The trial sparked heated debates online and drew heavy criticism from Saudi social-media users, some of whom even live tweeted the proceedings. In a country that conducts many political trials in secrecy, this marked a real shift and one of the first significant protests against human-rights abuses outside of the Eastern Province.

The courtroom scene quickly became a media circus, at least by Saudi standards. When asked to give statements in their defense, both men lashed out at the government for silencing human-rights defenders. Hamid even directly challenged the judge—who was also the prosecutor—for simultaneously claiming judicial independence and asserting that peaceful protests are only acceptable with the permission of the king.

Indifferent to their defenses, the judge barred spectators from future hearings and ordered Qahtani and Hamid to rewrite their statements. The two men refused and walked out of the courtroom. When the trial resumed this past Saturday, they tried persuading the judge to allow publicity of the trial. The judge rebuffed their requests, and again, the men walked out. They still await a verdict in the case.

But the outrage over this trial pales in comparison to the anger of Saudi prisoners’ families, who have been demonstrating against arbitrary detentions and torture in the kingdom’s prisons since early June, when packs of young Sunni men marched through the Sahara and Hayat shopping malls in Riyadh—another rare scene in the country’s capital.

Later that month, riots broke out inside the massive al-Ha’ir Prison near Riyadh, where the Saudi government houses many inmates accused of security offenses, which can range from jihadi activity to legitimate human-rights activism. Throughout Ramadan, from late July into August, prisoners’ families began congregating outside of the prison to demonstrate for their release. Similar protests also spread to Buraida and Dammam.

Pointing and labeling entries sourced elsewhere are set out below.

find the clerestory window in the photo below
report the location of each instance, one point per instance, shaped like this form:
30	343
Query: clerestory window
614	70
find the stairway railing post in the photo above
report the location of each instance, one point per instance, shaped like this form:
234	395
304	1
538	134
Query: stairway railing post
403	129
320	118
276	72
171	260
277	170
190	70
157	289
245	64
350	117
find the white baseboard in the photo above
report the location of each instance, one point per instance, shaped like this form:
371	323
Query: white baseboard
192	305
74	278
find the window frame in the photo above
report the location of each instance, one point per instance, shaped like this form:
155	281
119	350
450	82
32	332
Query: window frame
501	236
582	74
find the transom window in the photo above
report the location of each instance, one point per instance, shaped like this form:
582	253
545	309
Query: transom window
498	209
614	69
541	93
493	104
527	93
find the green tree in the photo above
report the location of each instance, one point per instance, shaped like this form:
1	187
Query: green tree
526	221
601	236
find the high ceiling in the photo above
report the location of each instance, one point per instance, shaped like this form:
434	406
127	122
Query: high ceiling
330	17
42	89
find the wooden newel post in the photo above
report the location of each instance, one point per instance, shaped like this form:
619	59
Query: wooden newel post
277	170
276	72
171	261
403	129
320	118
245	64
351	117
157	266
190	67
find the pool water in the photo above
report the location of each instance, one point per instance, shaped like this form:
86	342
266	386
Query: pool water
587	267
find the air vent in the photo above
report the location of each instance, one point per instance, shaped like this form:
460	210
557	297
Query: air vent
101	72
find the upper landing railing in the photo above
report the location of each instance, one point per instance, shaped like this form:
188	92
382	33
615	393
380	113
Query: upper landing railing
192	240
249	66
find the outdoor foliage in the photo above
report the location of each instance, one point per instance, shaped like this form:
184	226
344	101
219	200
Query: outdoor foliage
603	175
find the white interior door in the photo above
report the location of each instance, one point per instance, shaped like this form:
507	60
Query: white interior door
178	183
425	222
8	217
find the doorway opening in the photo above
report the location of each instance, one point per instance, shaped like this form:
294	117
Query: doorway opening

Of course, indefinite detention and torture in Saudi prisons is nothing new. But the relentless protests against them are truly extraordinary in a country that bans protests outright. Despite the restrictions, activists seem to grow bolder by the day.

On September 10, dozens of prisoners’ relatives descended upon the public prosecutor’s office in Riyadh, where they staged a two-day sit-in until the prosecutor agreed to meet with them on the spot. Only days later, for the first time ever, banners sprang up throughout the capital that read “Al-Ha’ir Political Prisoners in Danger,” “Stop Torture . . . Inside Prisons” and “Families of Prisoners [demand] . . . Release Our Relatives.”

On September 24, more than one hundred people congregated in the desert outside of Tarfiya prison in Qassim Province to demand justice for relatives they claim are unjustly imprisoned. In response, police blockaded them without food or water and refused to let them leave. The same day, dozens more protesters gathered in front of the Human Rights Commission in Riyadh with similar complaints.

As the unrest continues, Saudi officials deny that any wrongdoing occurs inside the country’s prisons and scoff at reports that the kingdom holds thousands of prisoners of conscience. And even amidst the calls to release the prisoners, the Shura Council, an all-appointed legislative body, recently supported amending a law that would lower the legal standards for carrying out executions and allow Saudi courts to approve indefinite periods of detention for prisoners.

That’s business as usual for the House of Saud. But in a kingdom that frequently denies citizens basic rights, ordinary Saudis are showing they need little Western provocation to spark their rage.